Der Kardiologe 5/2017

EKG-Befunde bei speziellen Herzerkrankungen

Zeitschrift:
Der Kardiologe > Ausgabe 5/2017
Autor:
Prof. Dr. H.-J. Trappe

Zusammenfassung

Das 12-Kanal-Oberflächen-EKG ist von großer Bedeutung für die Diagnostik von Rhythmusstörungen und für das akute Koronarsyndrom. Das EKG erfordert jedoch eine sorgfältige Befundung und die exakte Analyse der verschiedenen EKG-Abschnitte. Aus dem 12-Kanal-Oberflächen-EKG können nicht nur die Diagnosen eines akuten Koronarsyndroms gestellt werden, sondern es lassen sich auch Ort und Ausmaß von Koronarläsionen in über 95 % der Fälle festlegen. Bradyarrhythmien (BA) sind durch Sinusknotendysfunktionen, höhergradige AV-Blockierungen oder Schenkelblockbilder bedingt, und die Häufigkeit von BA beim akuten Koronarsyndrom (ACS) beträgt 0,3–18 %. Sinusknotendysfunktionen können als Sinusbradykardie, sinuatriale Blockierungen oder Sinusknotenstillstand imponieren. AV-Blockierungen I° werden in einer Häufigkeit von 4–13 % bei ACS beobachtet und sind Ausdruck einer Leitungsverzögerung in Vorhof, AV-Knoten, His-Bündel oder Tawara-System. AV-Blockierungen I° und II° treten sehr häufig <24 h nach Infarktbeginn auf und dauern gewöhnlich nicht mehr als 72 h an. AV-Blockierungen III° sind bei vielen Patienten mit ACS und inferoposteriorer Ischämie nur vorübergehend, bei Vorderwandinfarkt dagegen oft dauerhaft.
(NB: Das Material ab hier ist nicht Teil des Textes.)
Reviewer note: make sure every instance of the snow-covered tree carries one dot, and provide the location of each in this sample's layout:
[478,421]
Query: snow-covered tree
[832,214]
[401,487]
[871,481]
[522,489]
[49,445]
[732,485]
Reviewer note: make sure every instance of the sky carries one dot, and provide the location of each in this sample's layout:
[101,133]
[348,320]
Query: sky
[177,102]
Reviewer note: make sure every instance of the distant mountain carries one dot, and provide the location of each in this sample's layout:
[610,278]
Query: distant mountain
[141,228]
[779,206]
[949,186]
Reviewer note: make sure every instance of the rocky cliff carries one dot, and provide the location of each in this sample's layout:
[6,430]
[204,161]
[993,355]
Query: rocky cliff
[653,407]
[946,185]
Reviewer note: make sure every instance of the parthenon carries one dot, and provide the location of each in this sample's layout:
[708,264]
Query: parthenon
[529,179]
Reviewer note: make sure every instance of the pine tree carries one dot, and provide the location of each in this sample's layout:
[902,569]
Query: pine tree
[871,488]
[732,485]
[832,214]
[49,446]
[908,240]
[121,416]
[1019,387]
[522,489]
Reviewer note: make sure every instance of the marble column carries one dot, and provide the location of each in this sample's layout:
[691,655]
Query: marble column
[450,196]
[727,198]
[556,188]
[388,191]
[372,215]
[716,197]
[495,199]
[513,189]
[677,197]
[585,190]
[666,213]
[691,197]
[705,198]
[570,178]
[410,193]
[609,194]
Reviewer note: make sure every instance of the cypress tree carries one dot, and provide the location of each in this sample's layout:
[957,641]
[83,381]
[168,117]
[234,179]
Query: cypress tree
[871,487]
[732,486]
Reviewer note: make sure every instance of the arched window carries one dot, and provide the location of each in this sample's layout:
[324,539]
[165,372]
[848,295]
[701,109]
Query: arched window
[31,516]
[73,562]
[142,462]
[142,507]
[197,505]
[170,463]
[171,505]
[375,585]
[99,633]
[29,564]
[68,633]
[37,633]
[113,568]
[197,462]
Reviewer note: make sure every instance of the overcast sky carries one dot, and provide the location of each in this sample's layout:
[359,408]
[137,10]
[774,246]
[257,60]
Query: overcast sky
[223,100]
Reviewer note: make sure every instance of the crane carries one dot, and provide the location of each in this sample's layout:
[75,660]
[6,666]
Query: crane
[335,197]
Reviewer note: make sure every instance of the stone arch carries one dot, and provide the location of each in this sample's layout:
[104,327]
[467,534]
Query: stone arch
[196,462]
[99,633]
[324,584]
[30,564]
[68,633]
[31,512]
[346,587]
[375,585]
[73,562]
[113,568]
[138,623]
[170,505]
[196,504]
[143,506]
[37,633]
Ein linksanteriorer Hemiblock wird beim ACS bei ca. 5 % der Patienten gesehen, ein linksposteriorer Hemiblock ist deutlich seltener (Häufigkeit <0,5 %). Ein kompletter Schenkelblock entwickelt sich beim ACS bei 10–15 % der Patienten, wobei ein kompletter Rechtsschenkelblock bei zwei Drittel der Patienten und ein kompletter Linksschenkelblock bei einem Drittel der Patienten beobachtet wird. Bei Kindern und Jugendlichen gibt es spezielle EKG-Befunde, die sich von denen der Erwachsenen unterscheiden.